Investment Programs
High Yield Bond Program
High Yield Corporate Bonds are often referred to as junk bonds. This label is due to the lower credit quality of these bonds and the higher yield that these bonds offer. While the default rate on bonds found in this category does exist, a mutual fund portfolio offers a wide diversification of issuers to lessen the impact of defaults. The difference in yield on these bonds when compared to investment grade corporate bonds or Government bonds is often enough to overcome the default rates.
The direction of interest rates, length of maturity, and credit quality drive the price of bonds. In the high yield bond market the price is also driven by the prospects of the economy.

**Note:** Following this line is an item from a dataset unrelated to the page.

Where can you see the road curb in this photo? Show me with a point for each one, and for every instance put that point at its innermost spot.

During times of recession when default rates are expected to be higher, the price of high yield bonds tends to decline at a faster rate. However, if it is perceived that a recession is ending, and that the prospects for the economy are improving high yield corporate bonds can stage impressive rallies. These price rallies are a bonus to the already higher yields that these bonds offer.
One additional attribute of these bonds which makes them more favorable to savvy investors is that their price trends tend to be much smoother than we see in the stock market. That reduces the number of "whipsaw" trend reversals that may appear.
There are hundreds of high yield bond funds available to investors. These bond funds are offered with a wide variety of restrictions and fees that often hinder investors' ability to move quickly. There is also a group of funds that are referred to as "A" share funds that are available to investors with a sales fee, but are available to Institutional Investors at the net asset value without the sales fee.
For the High Yield Bond Program, it is the goal of Global Investment Solutions to invest in mutual fund portfolios containing high yield corporate bonds when the trend for these bonds is moving up. When prices begin to decline and trend lines are broken, this program will reduce or eliminate exposure to the high yield bond funds and move to the safety of money markets. The program may also invest a portion of the portfolio into a fund that is short High Yield Bonds to benefit during declining prices or Government Bonds that tend to appreciate in value during economic adversity.
There is no guarantee that this method of investing will produce results that exceed those of buy and hold investors. Based on the combination of high yields when invested and the historical smooth trending nature of this asset class, we believe this method of investing offers a solid opportunity for the more conservative portion of assets.